Alternative feeds for finfish aquaculture are critical for the sustainable expansion of the aquaculture industry. Fish that are farmed for human consumption are often carnivorous; therefore, the industry uses wild-caught forage fish as a primary ingredient in farmed fish feeds in the form of fish meal (FM) and fish oil (FO). With the aquaculture industry expanding, alternative ingredients are needed to safeguard fisheries' sustainability and future aquaculture development. While some alternative feed ingredients have been identified, it is necessary to improve the existing options and identify alternative ingredients with higher concentrations of omega-3 polyunsaturated fatty acids (PUFAs). This study was designed with six feed treatments to test a microalga, Schizochytrium sp., as an alternative feed ingredient for sablefish (Anoplopoma fimbria). The two fish ingredient control diets are called +FM+FO (contains both FM and FO) and -FM+FO (contains FO). The fish-free diets completely replace FO with flax oil (FF Flax) or a combination of flax oil and low, moderate, or high inclusion of Schizochytrium sp. (FF LowSc, FF ModSc, and FF HighSc) in the feeds.
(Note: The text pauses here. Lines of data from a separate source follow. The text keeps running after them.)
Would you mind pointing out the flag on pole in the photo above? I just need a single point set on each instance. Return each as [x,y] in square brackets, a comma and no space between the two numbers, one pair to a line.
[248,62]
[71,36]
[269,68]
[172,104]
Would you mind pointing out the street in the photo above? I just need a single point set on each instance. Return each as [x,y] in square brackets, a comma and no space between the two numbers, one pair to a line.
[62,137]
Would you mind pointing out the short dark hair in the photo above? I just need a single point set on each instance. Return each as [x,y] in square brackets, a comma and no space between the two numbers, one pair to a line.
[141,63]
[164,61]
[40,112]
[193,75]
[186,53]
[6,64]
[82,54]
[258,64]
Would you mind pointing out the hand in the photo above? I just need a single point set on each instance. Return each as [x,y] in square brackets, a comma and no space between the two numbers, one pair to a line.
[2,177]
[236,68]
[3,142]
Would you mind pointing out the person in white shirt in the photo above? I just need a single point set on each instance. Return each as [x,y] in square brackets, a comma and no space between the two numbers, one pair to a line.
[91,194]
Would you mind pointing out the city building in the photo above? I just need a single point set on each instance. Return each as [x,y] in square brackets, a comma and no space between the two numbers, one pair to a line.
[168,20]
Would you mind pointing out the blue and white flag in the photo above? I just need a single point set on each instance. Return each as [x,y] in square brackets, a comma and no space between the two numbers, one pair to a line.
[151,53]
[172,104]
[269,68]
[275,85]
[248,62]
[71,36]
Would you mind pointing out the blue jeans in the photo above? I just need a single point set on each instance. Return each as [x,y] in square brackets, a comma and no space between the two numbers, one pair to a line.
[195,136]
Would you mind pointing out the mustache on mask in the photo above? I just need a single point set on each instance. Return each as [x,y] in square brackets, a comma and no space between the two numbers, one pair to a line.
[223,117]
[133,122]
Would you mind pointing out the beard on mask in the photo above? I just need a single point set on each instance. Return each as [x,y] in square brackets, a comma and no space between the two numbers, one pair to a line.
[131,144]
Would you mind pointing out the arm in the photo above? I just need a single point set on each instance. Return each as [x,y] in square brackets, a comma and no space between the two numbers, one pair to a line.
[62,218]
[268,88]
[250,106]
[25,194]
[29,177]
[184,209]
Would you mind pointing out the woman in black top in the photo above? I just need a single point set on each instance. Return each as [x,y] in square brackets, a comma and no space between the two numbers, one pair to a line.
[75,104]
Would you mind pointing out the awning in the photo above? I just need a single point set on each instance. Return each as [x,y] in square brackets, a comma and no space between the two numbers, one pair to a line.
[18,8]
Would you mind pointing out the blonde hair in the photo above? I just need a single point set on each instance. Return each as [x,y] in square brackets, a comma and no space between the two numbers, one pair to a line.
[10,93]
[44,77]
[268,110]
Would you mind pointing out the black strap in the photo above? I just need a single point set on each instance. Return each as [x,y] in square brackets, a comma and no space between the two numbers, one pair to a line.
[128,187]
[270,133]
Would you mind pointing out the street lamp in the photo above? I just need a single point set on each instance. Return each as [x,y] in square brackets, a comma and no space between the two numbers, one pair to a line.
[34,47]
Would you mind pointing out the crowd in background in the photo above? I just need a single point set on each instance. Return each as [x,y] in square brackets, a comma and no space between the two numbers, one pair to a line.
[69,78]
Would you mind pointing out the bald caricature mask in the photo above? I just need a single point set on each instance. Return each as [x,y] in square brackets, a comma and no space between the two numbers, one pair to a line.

After a five-month feeding trial, sablefish condition metrics, whole-body proximate composition, and apparent digestibility coefficients were not different across diet treatments. In contrast, sablefish growth was influenced by treatment, with the high microalga-inclusion diet (FF HighSc) performing as well as the fish-ingredient controls. Fillet fatty acid profiles were also influenced by diet treatment, generally reflecting the fatty acid profiles of the feed. Total PUFAs were higher in the fish-free diets than in the controls. These results suggest Schizochytrium sp. can increase PUFA concentrations in fish fillets, while not compromising fish health and growth, making it a viable ingredient for alternative sablefish feeds.